Sicherheitsvorkehrungen für Reiter während Gewitter
Warnsignale rechtzeitig erkennen
Blitze knistern, Himmel dunkelt – kein Pferdeflüsterer kann das ignorieren. Ein rascher Blick nach oben, ein Ohr auf das Knistern, und du hast die Entscheidung in der Hand. Mobile Apps, die du am Sattel nutzt, können den ersten Farbton der Gewitterwolken melden, doch das eigentliche Gespür kommt von der Erfahrung. Und hier ein Punkt: Wenn du das Zischen hörst, sollte das Pferd bereits im Schutzzone sein.

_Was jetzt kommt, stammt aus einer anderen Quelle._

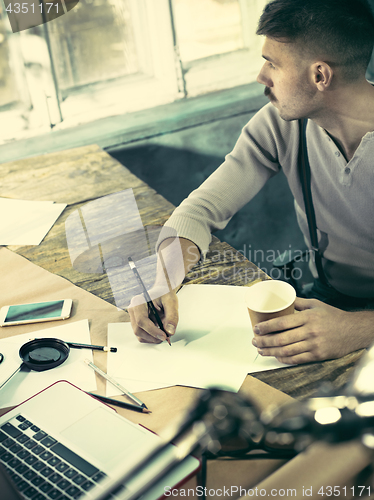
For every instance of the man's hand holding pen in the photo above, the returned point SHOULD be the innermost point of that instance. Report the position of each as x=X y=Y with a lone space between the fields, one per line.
x=144 y=324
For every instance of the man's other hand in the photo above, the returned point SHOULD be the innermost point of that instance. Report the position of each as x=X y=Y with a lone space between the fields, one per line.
x=315 y=332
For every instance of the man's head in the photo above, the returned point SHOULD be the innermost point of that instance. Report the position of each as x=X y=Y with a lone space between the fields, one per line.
x=317 y=44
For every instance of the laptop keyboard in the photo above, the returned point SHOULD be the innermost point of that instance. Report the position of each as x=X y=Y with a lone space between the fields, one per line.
x=40 y=466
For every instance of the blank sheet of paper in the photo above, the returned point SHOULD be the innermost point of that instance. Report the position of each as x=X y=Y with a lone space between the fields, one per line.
x=212 y=345
x=26 y=222
x=27 y=383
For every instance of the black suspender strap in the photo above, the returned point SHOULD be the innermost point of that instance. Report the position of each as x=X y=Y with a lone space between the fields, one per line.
x=305 y=179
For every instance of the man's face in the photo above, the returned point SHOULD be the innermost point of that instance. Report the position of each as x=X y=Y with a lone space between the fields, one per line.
x=287 y=81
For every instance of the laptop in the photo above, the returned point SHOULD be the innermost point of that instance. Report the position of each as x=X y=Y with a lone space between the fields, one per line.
x=63 y=444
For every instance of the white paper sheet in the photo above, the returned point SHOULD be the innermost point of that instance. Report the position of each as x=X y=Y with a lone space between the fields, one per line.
x=27 y=383
x=26 y=222
x=212 y=345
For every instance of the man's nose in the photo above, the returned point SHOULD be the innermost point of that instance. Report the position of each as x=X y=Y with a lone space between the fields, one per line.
x=261 y=78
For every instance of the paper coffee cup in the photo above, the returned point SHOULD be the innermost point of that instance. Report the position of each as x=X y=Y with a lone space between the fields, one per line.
x=269 y=299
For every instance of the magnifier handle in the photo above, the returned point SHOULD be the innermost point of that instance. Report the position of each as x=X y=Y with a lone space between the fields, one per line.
x=11 y=376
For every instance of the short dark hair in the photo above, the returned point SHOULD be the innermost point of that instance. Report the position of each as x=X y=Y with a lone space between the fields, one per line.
x=342 y=30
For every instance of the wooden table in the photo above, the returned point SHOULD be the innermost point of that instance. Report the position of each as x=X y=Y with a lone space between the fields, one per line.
x=80 y=175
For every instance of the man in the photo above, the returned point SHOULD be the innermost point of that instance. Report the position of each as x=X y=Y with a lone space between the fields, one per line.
x=316 y=53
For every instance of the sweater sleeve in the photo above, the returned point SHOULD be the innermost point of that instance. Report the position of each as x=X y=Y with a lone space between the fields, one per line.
x=254 y=159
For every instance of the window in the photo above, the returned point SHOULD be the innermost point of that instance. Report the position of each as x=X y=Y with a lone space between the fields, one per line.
x=110 y=57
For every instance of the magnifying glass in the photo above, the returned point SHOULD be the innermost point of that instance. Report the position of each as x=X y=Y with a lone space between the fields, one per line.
x=40 y=355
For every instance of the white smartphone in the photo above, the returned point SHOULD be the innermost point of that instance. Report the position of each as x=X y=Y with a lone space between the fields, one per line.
x=37 y=312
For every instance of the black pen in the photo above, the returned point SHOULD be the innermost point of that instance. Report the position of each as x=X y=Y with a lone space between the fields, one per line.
x=122 y=404
x=148 y=299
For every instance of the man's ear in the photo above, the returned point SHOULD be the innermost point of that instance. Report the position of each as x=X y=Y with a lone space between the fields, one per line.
x=322 y=75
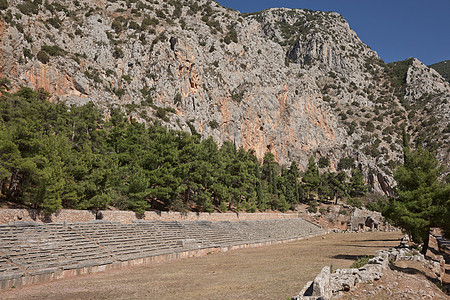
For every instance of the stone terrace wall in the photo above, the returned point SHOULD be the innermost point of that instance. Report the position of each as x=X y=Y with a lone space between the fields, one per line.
x=127 y=217
x=26 y=215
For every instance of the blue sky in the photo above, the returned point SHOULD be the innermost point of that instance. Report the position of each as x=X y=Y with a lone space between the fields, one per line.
x=396 y=29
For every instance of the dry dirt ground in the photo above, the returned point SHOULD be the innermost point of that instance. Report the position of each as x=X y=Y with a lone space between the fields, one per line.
x=272 y=272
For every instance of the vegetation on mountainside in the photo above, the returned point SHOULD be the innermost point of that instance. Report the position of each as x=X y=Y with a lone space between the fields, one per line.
x=442 y=68
x=423 y=197
x=53 y=157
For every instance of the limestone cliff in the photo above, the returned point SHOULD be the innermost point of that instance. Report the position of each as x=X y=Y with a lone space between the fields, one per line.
x=293 y=82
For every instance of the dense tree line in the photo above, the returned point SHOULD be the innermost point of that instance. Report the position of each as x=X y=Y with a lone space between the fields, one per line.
x=53 y=156
x=423 y=199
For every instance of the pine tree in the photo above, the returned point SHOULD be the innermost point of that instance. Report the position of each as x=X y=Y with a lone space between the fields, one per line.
x=421 y=197
x=311 y=178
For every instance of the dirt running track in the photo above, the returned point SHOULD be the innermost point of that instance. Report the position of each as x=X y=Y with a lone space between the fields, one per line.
x=273 y=272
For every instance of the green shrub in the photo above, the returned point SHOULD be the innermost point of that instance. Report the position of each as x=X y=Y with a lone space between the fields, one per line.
x=345 y=163
x=361 y=261
x=213 y=124
x=43 y=57
x=3 y=4
x=53 y=50
x=177 y=99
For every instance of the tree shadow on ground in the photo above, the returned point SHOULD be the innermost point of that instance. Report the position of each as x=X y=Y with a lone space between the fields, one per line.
x=363 y=246
x=413 y=271
x=385 y=240
x=348 y=256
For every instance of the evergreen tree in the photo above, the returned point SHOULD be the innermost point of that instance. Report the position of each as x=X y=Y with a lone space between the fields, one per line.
x=311 y=178
x=422 y=197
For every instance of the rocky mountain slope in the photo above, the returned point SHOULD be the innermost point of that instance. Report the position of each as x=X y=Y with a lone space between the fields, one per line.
x=442 y=68
x=293 y=82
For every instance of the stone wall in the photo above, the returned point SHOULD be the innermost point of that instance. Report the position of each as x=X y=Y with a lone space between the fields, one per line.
x=127 y=217
x=26 y=215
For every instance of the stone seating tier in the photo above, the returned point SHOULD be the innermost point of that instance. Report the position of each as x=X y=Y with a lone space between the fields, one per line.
x=28 y=248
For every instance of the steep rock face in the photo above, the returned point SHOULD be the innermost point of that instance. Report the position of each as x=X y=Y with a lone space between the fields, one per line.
x=293 y=82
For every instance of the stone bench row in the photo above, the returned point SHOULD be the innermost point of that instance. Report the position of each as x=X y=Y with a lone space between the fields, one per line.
x=48 y=246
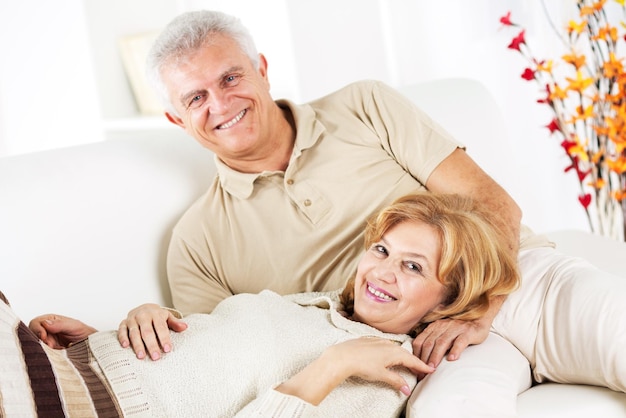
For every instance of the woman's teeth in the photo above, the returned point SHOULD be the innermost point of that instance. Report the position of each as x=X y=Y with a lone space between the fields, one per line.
x=379 y=294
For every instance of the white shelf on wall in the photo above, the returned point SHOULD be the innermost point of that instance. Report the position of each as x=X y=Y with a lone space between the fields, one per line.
x=138 y=123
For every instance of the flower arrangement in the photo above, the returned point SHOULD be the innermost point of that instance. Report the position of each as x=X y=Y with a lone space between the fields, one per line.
x=586 y=91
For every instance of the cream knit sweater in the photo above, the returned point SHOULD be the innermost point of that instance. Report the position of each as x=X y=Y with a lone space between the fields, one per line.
x=226 y=363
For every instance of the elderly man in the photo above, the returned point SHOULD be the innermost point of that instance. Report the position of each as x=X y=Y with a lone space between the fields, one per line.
x=295 y=185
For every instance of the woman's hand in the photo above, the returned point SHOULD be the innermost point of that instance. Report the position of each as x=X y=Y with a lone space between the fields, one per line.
x=147 y=330
x=58 y=331
x=451 y=336
x=368 y=358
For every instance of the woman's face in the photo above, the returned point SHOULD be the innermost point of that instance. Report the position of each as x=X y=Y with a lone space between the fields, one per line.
x=396 y=281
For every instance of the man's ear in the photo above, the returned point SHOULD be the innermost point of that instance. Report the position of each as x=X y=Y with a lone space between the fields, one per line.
x=263 y=68
x=175 y=120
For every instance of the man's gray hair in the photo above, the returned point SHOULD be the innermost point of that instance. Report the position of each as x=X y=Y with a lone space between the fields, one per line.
x=187 y=33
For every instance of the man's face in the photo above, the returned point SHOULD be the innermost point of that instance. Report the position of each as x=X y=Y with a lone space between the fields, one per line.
x=222 y=100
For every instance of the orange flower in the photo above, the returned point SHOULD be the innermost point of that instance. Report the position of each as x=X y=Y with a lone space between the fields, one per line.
x=576 y=27
x=613 y=67
x=576 y=60
x=589 y=108
x=579 y=84
x=606 y=33
x=619 y=165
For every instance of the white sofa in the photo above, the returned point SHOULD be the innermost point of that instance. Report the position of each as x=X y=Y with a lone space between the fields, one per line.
x=83 y=230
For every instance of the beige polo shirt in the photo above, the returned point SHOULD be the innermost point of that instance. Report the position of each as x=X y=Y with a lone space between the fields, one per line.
x=356 y=150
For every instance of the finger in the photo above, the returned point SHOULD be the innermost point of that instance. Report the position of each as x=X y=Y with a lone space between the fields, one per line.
x=460 y=344
x=150 y=340
x=136 y=342
x=162 y=330
x=122 y=335
x=396 y=381
x=424 y=348
x=412 y=363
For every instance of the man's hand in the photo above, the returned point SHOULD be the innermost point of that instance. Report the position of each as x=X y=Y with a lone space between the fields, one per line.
x=449 y=336
x=59 y=331
x=147 y=330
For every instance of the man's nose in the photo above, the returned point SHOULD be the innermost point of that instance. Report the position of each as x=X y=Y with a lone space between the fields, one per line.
x=219 y=102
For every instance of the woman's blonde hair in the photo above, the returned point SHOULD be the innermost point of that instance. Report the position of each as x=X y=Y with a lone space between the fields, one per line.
x=475 y=263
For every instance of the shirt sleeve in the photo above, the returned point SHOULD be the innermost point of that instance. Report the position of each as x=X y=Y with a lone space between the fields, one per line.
x=414 y=139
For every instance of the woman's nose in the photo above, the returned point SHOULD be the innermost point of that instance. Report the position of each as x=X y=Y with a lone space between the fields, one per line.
x=386 y=272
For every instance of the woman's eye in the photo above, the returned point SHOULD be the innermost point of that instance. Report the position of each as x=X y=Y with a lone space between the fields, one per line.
x=380 y=249
x=414 y=267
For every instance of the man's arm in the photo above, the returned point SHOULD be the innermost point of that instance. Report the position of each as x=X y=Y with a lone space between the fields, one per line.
x=458 y=173
x=59 y=331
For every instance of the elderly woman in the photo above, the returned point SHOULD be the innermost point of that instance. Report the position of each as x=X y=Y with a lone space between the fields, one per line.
x=428 y=256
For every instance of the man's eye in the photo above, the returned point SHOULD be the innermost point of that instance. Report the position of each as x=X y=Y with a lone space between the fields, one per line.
x=231 y=79
x=195 y=100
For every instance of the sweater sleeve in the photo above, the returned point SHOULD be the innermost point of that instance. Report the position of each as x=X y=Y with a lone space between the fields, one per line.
x=277 y=405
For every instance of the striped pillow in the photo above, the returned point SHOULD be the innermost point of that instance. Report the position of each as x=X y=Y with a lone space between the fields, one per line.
x=36 y=380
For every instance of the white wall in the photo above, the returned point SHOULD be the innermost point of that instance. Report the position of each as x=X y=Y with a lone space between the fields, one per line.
x=61 y=81
x=47 y=87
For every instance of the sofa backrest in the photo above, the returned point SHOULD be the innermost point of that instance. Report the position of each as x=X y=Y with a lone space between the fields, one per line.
x=84 y=229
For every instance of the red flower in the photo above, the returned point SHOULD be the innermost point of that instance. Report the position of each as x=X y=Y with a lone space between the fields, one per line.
x=566 y=144
x=517 y=41
x=506 y=20
x=585 y=200
x=553 y=126
x=528 y=74
x=582 y=174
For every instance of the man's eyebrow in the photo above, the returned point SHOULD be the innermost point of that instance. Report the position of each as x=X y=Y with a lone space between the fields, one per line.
x=186 y=97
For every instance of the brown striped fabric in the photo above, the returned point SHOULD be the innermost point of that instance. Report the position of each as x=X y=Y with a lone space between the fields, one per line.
x=36 y=380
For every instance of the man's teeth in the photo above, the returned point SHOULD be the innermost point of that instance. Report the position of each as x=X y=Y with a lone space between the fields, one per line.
x=379 y=294
x=232 y=121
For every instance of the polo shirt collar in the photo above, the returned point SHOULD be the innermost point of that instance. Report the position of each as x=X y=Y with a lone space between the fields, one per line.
x=308 y=132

Sturmsichere Unterstände wählen
Ein stabiler Stall, ein überdachter Hof oder ein Metallgerüst‑frei‑Zelt – das sind deine vier Wände gegen das Donnerspiel. Metall? Quatsch! Jeder Funke sucht das leitende Material, es wird ein Magnet für den Blitz. Sogar Holzscheiben können gefährlich werden, wenn sie nass sind. Also, wenn du ein offenes Feld nicht verlässt, dann zumindest einen isolierten Unterstand in der Nähe.
Der richtige Standort
Wähle Plätze, die nicht in einer Senke liegen, denn dort sammeln sich elektrische Felder. Hügel, offene Niederungen, alles ein No‑Go. Und wenn du das Feld im Blick hast, achte darauf, dass keine hohen Bäume in der Nähe sind – sie ziehen den Blitz wie ein Magnet an und können dein Pferd in die Luft katapultieren.
Ausrüstung ohne Metall
Leinen, Zaumzeug, Sattelriemen – alles aus synthetischen Fasern, keine Metallklammern. Und wenn du mit Sporen oder Hufschutz arbeitest, setze sie nur ein, wenn das Gewitter bereits vorbei ist. Der Grund ist simpel: Metall leitet, und ein unbeabsichtigter Kontakt kann dich und dein Tier in Gefahr bringen.
Verhalten im offenen Gelände
Steig schnell in den Schutz, aber bleib dabei ruhig. Panik ist das größte Risiko. Der Pferdeflüsterer muss das Tier beruhigen, die Stimme tief und gleichmäßig. „Hier, hier“, sagst du, während du das Pferd seitlich bewegst, weg von freistehenden Bäumen und Mast. Die beste Taktik: Das Pferd nicht nach vorne, sondern seitlich führen.
Im Notfall
Kein Unterstand in Sicht? Dann suche den höchsten Punkt, ohne Metall. Ein großes, trocknes Feld mit verstreuten Grashalmen ist besser als ein Baum, der als Blitzableiter wirkt. Der Ritt sollte sofort gestoppt, das Pferd auf die Seite gelegt, und das Risiko minimiert werden. Und hier der entscheidende Schritt: Nachdem das Gewitter abgeklungen ist, prüfe die Ausrüstung auf mögliche Schäden, bevor du weiter reitest.
Ein kurzer Hinweis zum Schluss: Wenn das Wetter unberechenbar wird, halte das Pferd im Stall, schließe das Fenster, und warte ab. Jede Sekunde zählt. Und vergiss nicht: Mehr Infos und aktuelle Wetterwarnungen findest du bei wetterpferd.com. Verlasse das Feld erst, wenn das Licht zurückkehrt und die Luft wieder klar ist – das ist dein letzter, aber entscheidender Schritt.